Textile sales rose 4%, as Ecolab continued to help its customers improve operational efficiency via high performing products such as Performance low-temperature oxygen bleach and Fabric Relaxant, which reduces garment wrinkling.
Following the acquisition of Ecovation, food and beverage sales surged 17%—and sales rose 9% when the acquisition is not included. Key products that helped drive the gain included DryExx, a waterless conveyor lubricant that reduces the need for water consumption on beverage filling lines. Another sales driver was Octave FS, a patent-pending EPA-registered peroxyoctanoic acid-based foaming sanitizer and disinfectant that eliminates the post-rinse process for food contact surfaces.
The recession and higher fuel prices put a big dent in vehicle care sales, which fell 10%. Luckily, Ecolab didn’t sit still waiting for the recession to end. In the meantime,the company launched Blue Coral Beyond Green, a sustainability program that offers a range of products that conserve water and energy.
Sales within the pest elimination business rose 7% with gains in all core segments. During the year, the division launched an improved CheckPoint Rodent Program and Exterior Fly Bait Station.
Finally, GCS Service sales declined 1%.
Within the international business, Europe, the Middle East and Africa (EMEA) accounted for 34% of sales, followed by Asia Pacific (8%), Latin America (4%) and Canada (3%). Business in the EMEA region rose 3%. During the year, the company set up headquarters in Zurich.
Sales in Canada rose 6% on the strength of a number of launches based on sustainable solutions, including CheckPoint Rodent program and DryExx dry lube.
The Asia Pacific region reported an 8% sales gain. Ecolab was a supplier to the Beijing Olympics, a role it has fulfilled in 14 of the 16 previous Olympic Games.
In Latin America, sales jumped 15% as all regions reported double-digit gains. Growth was achieved in food retail and pest elimination segments.
Ecolab is taking aim at air pollution.
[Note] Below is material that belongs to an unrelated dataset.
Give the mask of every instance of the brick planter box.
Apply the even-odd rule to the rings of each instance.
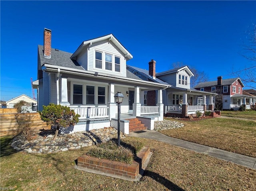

In April, the company pledged to reduce U.S. greenhouse gas (GHG) emissions by 20% per dollar sales from 2006 to 2012. The firm has committed to the reduction goal as part of the U.S. Environmental Protection Agency’s (EPA’s) Climate Leaders program, which Ecolab joined in 2005. To achieve its goal, Ecolab is focusing on its two largest GHG emissions categories—sales-and-service vehicles and facilities. Facilities include manufacturing plants as well as the corporate headquarters and research and development facilities. The company has developed an energy and GHG reduction program for its facilities and will be moving toward more fuel-efficient vehicles and vehicle service routes, as well as less GHG-intensive fuels when feasible.
Despite all the positives, in January Ecolab announced a restructuring program that is expected to result in pretax savings of $70-80 million. The restructuring program calls for a 4% reduction in the global workforce (about 1000 positions), trimming the number of SKUs by 40% and optimizing formulas to reduce environmental and cost impact, optimizing the supply chain by closing plants and distribution centers and closing two non-strategic healthcare businesses.
It will take a while for these moves to have any impact. In the meantime, for the first quarter of 2009, sales fell 8% to $1.3 billion and net income fell 44% to $57.4 million.